Sep 26, 2008
Clothes shops' price gamble may backfire
Sep 26, 2008
By James Davey
LONDON (Reuters) - Clothing retailers, facing sharp cost increases, are planning a gamble that could backfire by raising prices next year in what could be one of the worst consumer downturns in 30 years.
Top chains such as Marks & Spencer Group Plc, Next Plc, Debenhams Plc and Top Shop owner Arcadia are not only struggling with higher fuel and utility bills, but also the sudden weakening of the pound and soaring cost increases from suppliers in Asia.
The rising costs present retailers with a major problem.
If they cannot pass the increases on to shoppers -- in a market some analysts reckon could be as tough as the recession of the late 1970s -- their profit margins will be hit, and if they do pass them on their sales volumes will likely suffer.
"Is it more important to try and maintain sales levels with a slightly squeezed ... margin, or is it more important to have a better margin with a lower volume of sales? That's a very difficult judgement call," said Neil Saunders, a director of Verdict Research, a retail consultancy.
In the two years to July 2008 British clothing retailers, whose sourcing of clothing from Asia is U.S. dollar denominated, benefited from the pound's 15 percent appreciation against the U.S. currency.
This benefit is now going into reverse. Since July the U.S. dollar has gained 8 percent versus the pound.
Suppliers in Asia are also hiking prices as they face cost increases themselves.
Analysts reckon cotton fabric prices are up at least 10 percent, Chinese manufacturing wages have risen 20 percent and freight costs are estimated to be up more than 30 percent in the last year.
The removal of export subsidies in China has also raised the prices retailers pay for goods.
"We're looking at a situation where next year we're either going to see reducing margins or an increase in prices, or a combination of both," Simon Wolfson, chief executive of Next, the UK's second-largest clothing retailer by sales value, told Reuters earlier this month.
He expects prices to rise for the group's spring/summer ranges next year, though probably by less than 10 percent.
Analysts at Morgan Stanley estimate the combination of currency and rising input costs could see Next's gross margin fall by over 3.5 percentage points in its year ending Jan 2010 if the group does not raise prices, driving down pretax profit by 10.5 percent to 385 million pounds.
"We find it hard to believe that the clothing industry will suddenly feel able to start significantly raising prices for discretionary items in the middle of an economic downturn. Hence, we expect a large proportion to be carried by the retailers," the Morgan Stanley analysts said in a research note.
Verdict's Saunders is similarly sceptical that consumers will have any appetite for price rises.
"The consumer environment and the competitive environment ... is such that it would be very very difficult for anyone to put prices up by any significant degree," he said.
The gloomy outlook is underlined by the performance of UK general retail stocks, which are among the worst performers on the London stock market, having underperformed the FTSE All-Share index by 27 percent over the past year.

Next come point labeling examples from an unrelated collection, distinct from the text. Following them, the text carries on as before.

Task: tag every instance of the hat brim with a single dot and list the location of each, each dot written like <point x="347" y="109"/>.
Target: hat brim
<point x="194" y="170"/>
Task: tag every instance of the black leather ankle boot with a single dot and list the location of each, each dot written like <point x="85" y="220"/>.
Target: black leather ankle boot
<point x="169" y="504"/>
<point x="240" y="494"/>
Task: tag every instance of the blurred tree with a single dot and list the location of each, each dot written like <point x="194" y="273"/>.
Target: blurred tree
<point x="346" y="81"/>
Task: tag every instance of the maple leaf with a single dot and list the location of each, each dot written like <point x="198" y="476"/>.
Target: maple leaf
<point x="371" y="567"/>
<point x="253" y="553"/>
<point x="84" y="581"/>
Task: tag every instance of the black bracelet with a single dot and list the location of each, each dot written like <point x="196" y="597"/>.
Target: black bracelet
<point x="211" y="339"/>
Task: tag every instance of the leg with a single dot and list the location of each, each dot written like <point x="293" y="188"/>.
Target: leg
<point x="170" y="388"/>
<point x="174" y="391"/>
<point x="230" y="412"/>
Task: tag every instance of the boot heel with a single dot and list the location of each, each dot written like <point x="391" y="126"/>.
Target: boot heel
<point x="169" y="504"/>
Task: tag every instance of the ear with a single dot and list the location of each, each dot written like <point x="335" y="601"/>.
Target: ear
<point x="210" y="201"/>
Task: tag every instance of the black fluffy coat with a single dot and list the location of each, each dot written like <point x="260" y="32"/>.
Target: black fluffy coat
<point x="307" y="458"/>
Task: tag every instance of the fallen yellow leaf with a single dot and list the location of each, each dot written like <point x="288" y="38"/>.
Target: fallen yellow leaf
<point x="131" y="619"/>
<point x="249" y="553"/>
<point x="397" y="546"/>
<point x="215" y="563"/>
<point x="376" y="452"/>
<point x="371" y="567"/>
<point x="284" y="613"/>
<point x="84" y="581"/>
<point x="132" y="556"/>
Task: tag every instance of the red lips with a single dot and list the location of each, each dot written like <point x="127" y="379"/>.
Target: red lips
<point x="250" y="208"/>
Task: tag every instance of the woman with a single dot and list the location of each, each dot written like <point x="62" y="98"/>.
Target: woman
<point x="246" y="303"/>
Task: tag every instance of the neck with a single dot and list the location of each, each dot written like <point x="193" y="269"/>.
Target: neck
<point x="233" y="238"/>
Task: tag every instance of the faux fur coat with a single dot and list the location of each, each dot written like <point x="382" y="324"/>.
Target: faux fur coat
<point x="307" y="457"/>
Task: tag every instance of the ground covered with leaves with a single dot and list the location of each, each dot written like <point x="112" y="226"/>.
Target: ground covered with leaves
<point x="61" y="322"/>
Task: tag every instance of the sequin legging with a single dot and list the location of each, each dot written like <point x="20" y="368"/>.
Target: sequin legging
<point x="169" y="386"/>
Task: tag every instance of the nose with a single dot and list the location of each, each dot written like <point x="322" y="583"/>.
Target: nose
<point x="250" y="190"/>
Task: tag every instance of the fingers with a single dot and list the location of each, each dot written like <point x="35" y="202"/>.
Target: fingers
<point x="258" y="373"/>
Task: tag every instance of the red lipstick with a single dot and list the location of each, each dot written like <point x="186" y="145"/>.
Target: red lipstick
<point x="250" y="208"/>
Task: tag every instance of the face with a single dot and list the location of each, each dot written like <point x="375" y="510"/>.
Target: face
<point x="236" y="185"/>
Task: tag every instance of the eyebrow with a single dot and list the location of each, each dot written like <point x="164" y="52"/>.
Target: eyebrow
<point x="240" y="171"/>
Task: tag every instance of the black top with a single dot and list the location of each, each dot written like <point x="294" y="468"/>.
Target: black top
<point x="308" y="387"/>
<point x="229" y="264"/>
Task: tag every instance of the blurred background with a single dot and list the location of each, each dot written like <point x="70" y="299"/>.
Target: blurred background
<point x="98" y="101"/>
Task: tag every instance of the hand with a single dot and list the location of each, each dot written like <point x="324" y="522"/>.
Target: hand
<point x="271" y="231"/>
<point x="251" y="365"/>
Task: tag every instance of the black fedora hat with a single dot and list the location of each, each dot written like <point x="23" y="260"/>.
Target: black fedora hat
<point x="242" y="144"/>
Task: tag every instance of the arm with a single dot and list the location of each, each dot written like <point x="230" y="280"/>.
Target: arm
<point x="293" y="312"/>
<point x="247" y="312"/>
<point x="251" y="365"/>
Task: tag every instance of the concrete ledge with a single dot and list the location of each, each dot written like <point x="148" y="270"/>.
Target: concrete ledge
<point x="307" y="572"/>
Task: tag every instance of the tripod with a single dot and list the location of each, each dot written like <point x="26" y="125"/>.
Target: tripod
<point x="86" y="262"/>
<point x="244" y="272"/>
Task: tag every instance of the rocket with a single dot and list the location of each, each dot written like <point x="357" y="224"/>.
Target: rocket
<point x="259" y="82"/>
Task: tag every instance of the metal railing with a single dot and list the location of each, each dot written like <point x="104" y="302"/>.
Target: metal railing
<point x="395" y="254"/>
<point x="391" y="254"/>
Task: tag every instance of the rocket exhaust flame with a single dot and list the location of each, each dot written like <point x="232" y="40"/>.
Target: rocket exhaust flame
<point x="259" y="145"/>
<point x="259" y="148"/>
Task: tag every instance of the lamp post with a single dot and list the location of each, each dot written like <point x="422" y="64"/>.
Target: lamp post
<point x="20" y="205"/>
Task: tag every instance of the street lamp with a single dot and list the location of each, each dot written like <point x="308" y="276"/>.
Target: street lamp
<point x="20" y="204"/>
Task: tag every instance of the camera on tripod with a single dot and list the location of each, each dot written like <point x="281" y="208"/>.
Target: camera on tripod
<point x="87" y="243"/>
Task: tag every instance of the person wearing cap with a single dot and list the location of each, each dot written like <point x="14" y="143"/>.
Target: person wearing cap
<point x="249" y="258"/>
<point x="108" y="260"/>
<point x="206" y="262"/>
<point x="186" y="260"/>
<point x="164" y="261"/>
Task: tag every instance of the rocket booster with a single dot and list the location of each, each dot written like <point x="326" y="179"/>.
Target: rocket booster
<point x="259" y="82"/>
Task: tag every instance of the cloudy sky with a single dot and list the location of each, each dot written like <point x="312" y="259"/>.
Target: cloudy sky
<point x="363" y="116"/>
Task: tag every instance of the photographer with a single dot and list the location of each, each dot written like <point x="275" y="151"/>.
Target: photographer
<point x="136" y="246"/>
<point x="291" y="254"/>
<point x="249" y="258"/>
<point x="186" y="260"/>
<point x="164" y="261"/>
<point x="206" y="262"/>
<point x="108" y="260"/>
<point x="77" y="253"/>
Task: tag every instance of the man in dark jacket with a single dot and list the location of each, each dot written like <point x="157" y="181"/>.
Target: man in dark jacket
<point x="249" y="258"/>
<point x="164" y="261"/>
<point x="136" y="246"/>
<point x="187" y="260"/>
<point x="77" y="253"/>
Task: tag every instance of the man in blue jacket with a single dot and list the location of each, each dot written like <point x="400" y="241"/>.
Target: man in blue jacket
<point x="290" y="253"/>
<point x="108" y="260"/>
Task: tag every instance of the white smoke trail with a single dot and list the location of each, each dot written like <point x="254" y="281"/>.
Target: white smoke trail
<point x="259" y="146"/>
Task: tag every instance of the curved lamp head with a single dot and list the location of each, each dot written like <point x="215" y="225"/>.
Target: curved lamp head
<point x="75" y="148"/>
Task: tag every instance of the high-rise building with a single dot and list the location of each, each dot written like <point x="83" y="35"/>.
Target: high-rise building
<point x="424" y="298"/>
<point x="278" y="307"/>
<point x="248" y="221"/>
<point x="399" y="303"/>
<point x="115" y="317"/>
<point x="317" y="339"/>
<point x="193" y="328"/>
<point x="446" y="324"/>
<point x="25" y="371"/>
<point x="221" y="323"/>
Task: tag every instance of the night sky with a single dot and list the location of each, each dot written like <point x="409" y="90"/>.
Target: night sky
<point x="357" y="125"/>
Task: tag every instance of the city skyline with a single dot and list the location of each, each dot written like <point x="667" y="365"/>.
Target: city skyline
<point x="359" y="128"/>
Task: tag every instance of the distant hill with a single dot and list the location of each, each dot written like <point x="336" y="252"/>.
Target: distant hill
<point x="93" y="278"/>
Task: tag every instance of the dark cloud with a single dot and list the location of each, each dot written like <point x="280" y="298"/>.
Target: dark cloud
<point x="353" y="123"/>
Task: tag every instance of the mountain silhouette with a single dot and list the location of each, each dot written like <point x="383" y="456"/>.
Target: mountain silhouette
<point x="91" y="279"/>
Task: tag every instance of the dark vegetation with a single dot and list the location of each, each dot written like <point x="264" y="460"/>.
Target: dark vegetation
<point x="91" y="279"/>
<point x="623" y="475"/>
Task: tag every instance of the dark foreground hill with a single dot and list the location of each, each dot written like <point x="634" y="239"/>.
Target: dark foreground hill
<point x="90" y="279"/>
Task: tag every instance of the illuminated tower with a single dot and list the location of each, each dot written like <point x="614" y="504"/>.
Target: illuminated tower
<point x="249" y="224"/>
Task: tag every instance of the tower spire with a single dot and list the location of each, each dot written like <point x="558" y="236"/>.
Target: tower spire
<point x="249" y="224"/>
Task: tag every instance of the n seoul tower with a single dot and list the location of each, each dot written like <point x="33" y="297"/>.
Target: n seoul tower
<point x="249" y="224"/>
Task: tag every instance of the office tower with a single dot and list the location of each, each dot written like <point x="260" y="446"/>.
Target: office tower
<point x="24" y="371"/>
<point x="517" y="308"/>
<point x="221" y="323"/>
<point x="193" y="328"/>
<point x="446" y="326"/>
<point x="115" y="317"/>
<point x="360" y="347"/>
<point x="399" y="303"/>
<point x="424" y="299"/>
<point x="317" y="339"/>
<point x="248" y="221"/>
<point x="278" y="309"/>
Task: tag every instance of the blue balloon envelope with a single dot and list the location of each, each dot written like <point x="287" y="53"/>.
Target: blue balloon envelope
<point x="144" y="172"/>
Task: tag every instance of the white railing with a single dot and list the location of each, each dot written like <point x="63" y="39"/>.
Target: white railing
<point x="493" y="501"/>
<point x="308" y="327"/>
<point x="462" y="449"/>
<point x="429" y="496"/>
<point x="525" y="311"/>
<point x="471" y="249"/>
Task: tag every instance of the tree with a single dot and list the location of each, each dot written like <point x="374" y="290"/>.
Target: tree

The sector's outlook based on price/earnings estimates is also downbeat, with a multiple of 16.2 times last year's earnings according to Reuters data falling to 13.4 on estimated 2008 earnings and 12 for 2009, indicating profits are expected to decline.
Analysts said the stance on price taken by discount clothing retailer Primark (owned by Associated British Foods Plc, the UK's largest clothing retailer on a volume basis, and Philip Green, owner of the Arcadia fashion group and the Bhs department store chain, will be crucial.
"The key will be how Arcadia and Primark play it," said Nick Bubb, retail analyst at brokerage Pali International.
"Green's going to be keen to protect his margins, he may try and make life more difficult for the likes of Marks & Spencer by being more tricksy. I'm sure Primark will be trying to keep prices down."
Primark operates on very thin margins but makes its money by selling huge volumes.
"With that kind of business model you've got much more scope to be still very competitive on pricing. When it comes to some of the middle-market players, they don't have the volume that Primark does and it's a bit more challenging," said Verdict's Saunders.
Rob Templeman, chief executive of Debenhams, the UK's second largest department store group, expects prices to rise across the sector but sees opportunities alongside risk.
"We do have different ways of mitigating some of those potential cost increases, either through supply chain management and consolidation of our supply base or through design influence," he told Reuters last week.
"For example we could put 1 to 2 pounds on the price of some (imported) goods and potentially get 5 pounds of (extra) selling price," he said.
But this is not an option for all UK clothing retailers. As Verdict's Saunders says: "It doesn't matter how good the product is or how nice the store environment is, if the money's not there to be spent then you're not going to take it."